Com produção da O2 Filmes (Cidade de Deus, Manhãs de Setembro) e direção de Aly Muritiba (O Caso Evandro, Deserto Particular) e Fábio Mendonça (Vale dos Esquecidos, O Doutrinador), a história criada por Mariana Bardan e Eduardo Melo se filia a uma tradição de combinar o faroeste de inspiração hollywoodiana com a mitologia do Sertão. Bacurau não inventou esse subgênero, mas o sucesso do filme de Kléber Mendonça Filho certamente despertou um interesse novo pelo diálogo dos westerns com o cangaço. Mendonça e Muritiba não propõem jogar luz e poeira sobre a vida sofrida do semiárido, mas usar disputas políticas e territoriais na região do folclórico coronelismo como pretextos da ação.

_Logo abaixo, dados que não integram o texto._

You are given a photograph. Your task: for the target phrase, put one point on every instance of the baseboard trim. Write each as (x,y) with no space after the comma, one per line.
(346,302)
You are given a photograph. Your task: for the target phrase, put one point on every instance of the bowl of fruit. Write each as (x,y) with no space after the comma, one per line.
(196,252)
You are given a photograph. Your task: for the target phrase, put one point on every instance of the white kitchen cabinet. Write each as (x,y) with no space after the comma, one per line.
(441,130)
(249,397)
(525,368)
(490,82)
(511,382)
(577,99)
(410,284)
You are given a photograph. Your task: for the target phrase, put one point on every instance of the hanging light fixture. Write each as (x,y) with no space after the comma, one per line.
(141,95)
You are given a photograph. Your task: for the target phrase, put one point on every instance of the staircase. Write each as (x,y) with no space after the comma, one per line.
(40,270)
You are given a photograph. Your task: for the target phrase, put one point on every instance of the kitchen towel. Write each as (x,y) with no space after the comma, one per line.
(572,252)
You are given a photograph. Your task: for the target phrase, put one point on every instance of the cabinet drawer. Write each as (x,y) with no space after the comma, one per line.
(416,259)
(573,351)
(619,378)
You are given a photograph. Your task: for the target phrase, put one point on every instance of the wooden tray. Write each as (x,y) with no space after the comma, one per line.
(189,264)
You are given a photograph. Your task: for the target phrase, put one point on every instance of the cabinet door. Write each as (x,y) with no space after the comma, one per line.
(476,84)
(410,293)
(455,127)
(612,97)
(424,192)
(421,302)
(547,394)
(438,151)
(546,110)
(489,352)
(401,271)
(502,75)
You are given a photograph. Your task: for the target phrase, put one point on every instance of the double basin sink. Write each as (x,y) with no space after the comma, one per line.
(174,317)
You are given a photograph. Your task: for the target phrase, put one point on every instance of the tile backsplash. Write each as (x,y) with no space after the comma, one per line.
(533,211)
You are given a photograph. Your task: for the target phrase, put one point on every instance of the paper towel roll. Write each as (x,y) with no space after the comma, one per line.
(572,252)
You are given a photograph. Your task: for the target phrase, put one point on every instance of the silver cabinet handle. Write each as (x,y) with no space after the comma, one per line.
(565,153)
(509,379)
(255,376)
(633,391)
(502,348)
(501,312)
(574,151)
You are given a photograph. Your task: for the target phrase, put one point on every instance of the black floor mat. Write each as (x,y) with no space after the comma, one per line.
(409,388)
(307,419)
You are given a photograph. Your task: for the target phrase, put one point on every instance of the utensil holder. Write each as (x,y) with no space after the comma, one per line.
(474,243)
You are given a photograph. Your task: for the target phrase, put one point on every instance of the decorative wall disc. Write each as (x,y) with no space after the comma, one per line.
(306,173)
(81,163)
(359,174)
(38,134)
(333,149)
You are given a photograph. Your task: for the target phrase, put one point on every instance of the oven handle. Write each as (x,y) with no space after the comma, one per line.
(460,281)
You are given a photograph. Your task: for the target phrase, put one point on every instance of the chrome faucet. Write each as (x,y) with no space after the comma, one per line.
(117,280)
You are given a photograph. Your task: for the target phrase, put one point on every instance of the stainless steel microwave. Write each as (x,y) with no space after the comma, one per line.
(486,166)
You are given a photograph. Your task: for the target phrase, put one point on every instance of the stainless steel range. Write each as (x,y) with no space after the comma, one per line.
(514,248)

Ubaldo não demora para se envolver, ou melhor, ser envolvido, com uma quadrilha que assalta bancos nas cidades próximas da fictícia Cratará. Isso muda a história da região, do ex-bancário e do bando, da qual faz parte uma de suas irmãs, Dinorah (Alice Carvalho). O grupo, que agia de forma selvagem e desordenada, ganha com a experiência de Ubaldo no exército e no banco, e passa a realizar assaltos "limpos" e mais lucrativos - e Ubaldo vira uma espécie de Robin Hood do Ceará. Se Cangaço Novo aspira à qualidade hollywoodiana, isso fica evidente no desenho do arco de Ubaldo, que o coloca como herdeiro legítimo de um mítico cangaceiro local. De O Poderoso Chefão (1972) ao francês O Profeta (2009), as narrativas de transformação do anti-herói criminal são mais do que familiares e Cangaço Novo apela para essa proximidade para engajar o espectador casual de imediato.
O elenco foi escolhido entre mais de 2 mil pessoas, todas nascidas no Nordeste brasileiro, e depois passou por treinamento conduzido pela preparadora Fátima Toledo. O destaque fica para os três Vaqueiros: a mudança de postura, linguagem verbal e corporal de Ubaldo, os silêncios que tudo dizem de Dilvânia (Thainá Duarte) e a casca dura de Dinorah, que quebra em mil pedaços num arco de transformação que rivaliza com o de Ubaldo. Assim como a O2, que com suas produções definiu um tipo de estética no audiovisual brasileiro nos anos da Retomada, Fátima Toledo também responde por um tipo de atuação naturalista e intensa que parte do público espera das produções em que ela trabalha, desde Cidade de Deus. Cangaço Novo não foge à regra desse controle de qualidade.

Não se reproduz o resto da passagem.